The president of the Family Division has proposed introducing mandatory restrictions on the number of pages in court documents for family cases, alleging that lawyers have ignored previous calls for restraint. 

Last February Sir James Munby (pictured) criticised lawyers for ‘routinely’ ignoring practice directions imposing a 350-page limit on bundles, warning that surplus court documents would be destroyed without notice if practitioners cannot keep to these directions.

But in proposals published for consultation today, Munby says he is ‘not conscious’ this has had much effect, and that the time may have now come to impose page limits for certain types of documents.

These are not currently regulated by practice directions.

The limits would be mandatory unless the court specifically directs otherwise.

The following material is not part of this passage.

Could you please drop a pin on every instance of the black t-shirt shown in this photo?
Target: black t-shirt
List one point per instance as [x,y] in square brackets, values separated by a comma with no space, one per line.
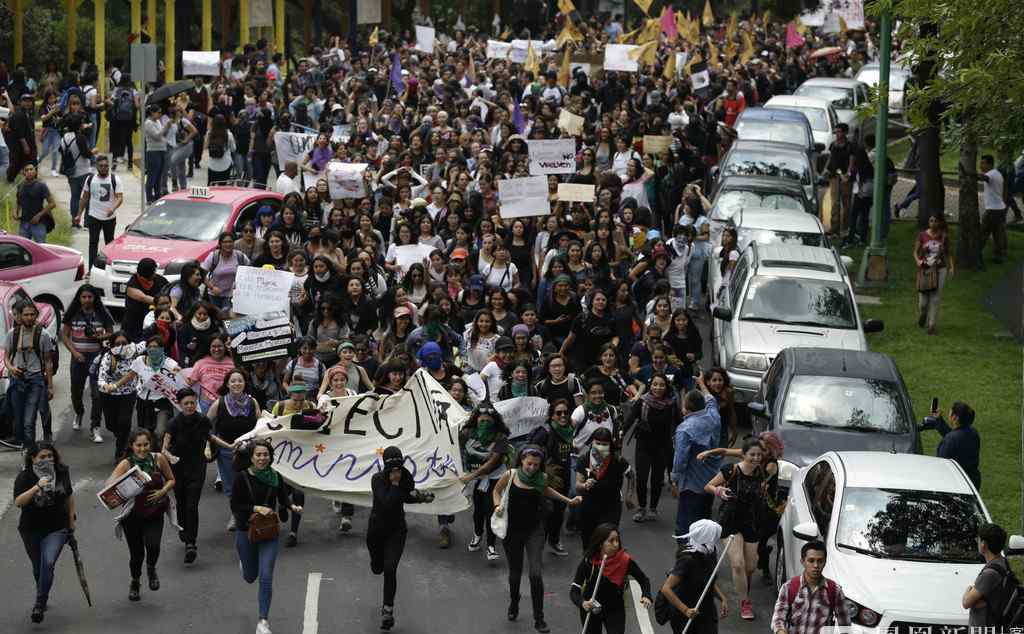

Munby has proposed amending the practice directions to specify limits on the number of sheets of paper specific documents should contain. The proposals include a 10-page cap on skeleton arguments, a maximum of 20 pages for witness statements and 40 pages for expert reports. 

He has also suggested amending the rules to specify that bundles should not contain more than ten authorities.

Munby said the need for mandatory restrictions was highlighted by the case of Seagrove v Sullivan, when a family judge removed most case documents from court after the parties' lawyers submitted 3,500 pages of documents from 32 authorities for consideration ahead of a proposed eight-day trial. 

Munby is asking for opinions on whether his proposals are desirable, and if so whether the length would be controlled by page count or word count, and if by page count what figures are appropriate.